Em um cenário global já adverso, a previsibilidade se torna um ativo valioso. O problema é que o Brasil entra no novo ciclo com uma série de incertezas internas que se somam às externas. A imprevisibilidade fiscal, os riscos políticos, a polarização crescente e a fragilidade das âncoras macroeconômicas reduzem o espaço para uma recuperação vigorosa. Com juros altos, o crédito continua caro. O consumo desacelera, os investimentos minguam e o crescimento perde força.

Isso ocorre justamente quando o país poderia aproveitar janelas de oportunidade, como o realinhamento das cadeias produtivas globais, o interesse crescente por fontes de energia limpa (onde temos grande potencial) e o movimento de busca por diversificação de fornecedores por parte de países desenvolvidos.
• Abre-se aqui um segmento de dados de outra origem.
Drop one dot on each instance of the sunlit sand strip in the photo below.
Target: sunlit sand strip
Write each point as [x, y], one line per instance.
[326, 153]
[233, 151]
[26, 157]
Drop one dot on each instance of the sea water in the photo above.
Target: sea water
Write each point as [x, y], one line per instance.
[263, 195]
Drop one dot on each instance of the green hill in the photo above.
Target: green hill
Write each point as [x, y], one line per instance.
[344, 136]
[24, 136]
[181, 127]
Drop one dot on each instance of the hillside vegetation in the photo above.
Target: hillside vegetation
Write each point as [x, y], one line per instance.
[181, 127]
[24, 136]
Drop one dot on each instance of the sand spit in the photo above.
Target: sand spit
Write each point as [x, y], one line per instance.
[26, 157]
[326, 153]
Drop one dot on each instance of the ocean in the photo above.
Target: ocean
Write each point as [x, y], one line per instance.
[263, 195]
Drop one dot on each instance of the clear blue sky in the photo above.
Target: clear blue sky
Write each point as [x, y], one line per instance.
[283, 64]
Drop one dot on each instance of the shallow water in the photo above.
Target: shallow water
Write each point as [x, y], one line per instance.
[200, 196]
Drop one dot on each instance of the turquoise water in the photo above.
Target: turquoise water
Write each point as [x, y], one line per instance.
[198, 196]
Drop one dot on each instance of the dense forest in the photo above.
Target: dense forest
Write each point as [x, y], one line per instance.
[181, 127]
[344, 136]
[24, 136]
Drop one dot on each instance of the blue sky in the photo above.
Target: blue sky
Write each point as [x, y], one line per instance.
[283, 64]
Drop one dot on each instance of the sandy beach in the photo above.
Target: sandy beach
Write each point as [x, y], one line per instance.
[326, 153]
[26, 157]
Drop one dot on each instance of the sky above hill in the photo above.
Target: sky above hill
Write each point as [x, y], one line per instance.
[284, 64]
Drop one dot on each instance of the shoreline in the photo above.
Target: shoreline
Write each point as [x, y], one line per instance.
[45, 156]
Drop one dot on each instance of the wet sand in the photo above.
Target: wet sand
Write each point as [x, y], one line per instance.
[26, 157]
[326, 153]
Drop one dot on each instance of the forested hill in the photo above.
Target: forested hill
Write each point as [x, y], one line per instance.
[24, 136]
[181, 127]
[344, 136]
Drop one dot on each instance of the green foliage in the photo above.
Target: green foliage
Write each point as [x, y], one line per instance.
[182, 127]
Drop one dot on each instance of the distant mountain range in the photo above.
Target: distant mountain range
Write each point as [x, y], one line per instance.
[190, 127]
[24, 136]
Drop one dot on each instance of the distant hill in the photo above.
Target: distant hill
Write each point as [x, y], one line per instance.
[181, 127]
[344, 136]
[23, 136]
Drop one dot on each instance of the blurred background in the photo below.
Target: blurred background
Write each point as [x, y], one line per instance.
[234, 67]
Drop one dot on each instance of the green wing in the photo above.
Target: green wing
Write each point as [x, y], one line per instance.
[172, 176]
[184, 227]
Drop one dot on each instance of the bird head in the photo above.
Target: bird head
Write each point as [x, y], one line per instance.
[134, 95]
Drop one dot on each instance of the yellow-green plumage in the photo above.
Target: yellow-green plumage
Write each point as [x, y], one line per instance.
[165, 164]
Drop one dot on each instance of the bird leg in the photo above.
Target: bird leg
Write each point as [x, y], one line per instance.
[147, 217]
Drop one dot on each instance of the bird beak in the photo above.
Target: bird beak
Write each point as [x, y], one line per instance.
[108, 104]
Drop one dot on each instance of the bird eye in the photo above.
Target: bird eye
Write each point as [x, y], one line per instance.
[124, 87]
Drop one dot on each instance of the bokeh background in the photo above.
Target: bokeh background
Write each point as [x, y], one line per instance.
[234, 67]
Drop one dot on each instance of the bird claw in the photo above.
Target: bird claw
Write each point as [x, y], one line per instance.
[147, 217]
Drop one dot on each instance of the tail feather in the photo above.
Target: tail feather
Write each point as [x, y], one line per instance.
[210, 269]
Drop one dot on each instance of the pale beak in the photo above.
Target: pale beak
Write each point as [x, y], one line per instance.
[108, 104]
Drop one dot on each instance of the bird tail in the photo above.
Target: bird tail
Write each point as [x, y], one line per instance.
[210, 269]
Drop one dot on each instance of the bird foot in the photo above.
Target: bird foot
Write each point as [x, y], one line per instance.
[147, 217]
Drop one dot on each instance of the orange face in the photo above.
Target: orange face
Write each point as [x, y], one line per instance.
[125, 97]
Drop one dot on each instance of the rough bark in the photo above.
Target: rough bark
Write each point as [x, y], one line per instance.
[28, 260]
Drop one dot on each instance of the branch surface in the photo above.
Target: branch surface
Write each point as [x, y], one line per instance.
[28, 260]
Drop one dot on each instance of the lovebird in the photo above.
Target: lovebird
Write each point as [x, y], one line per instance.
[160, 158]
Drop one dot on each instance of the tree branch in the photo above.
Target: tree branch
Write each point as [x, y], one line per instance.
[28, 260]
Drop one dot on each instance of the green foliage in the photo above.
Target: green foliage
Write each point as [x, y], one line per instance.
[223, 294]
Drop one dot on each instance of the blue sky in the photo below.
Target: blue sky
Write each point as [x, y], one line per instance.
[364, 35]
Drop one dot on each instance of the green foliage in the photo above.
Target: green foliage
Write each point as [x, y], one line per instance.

Em outras palavras, o Brasil poderia estar atraindo mais investimentos, estimulando sua indústria, modernizando sua infraestrutura e colhendo frutos de uma transição energética global. Mas, sem estabilidade macroeconômica, previsibilidade fiscal e segurança institucional, essa oportunidade se esvai. 

A tarefa agora é dupla: reconquistar a confiança do mercado com responsabilidade fiscal (não apenas no discurso, mas na prática) e proteger a estabilidade monetária com prudência e firmeza, mesmo em ano pré-eleitoral. Se não for possível agir em conjunto, corremos o risco de continuar girando em falso: política monetária apertada para compensar o descontrole fiscal, crescimento medíocre e perda de oportunidades.

O Brasil já mostrou que sabe crescer quando há clareza de rumo. Mas, para isso, é preciso colocar a política a serviço da economia e não o contrário.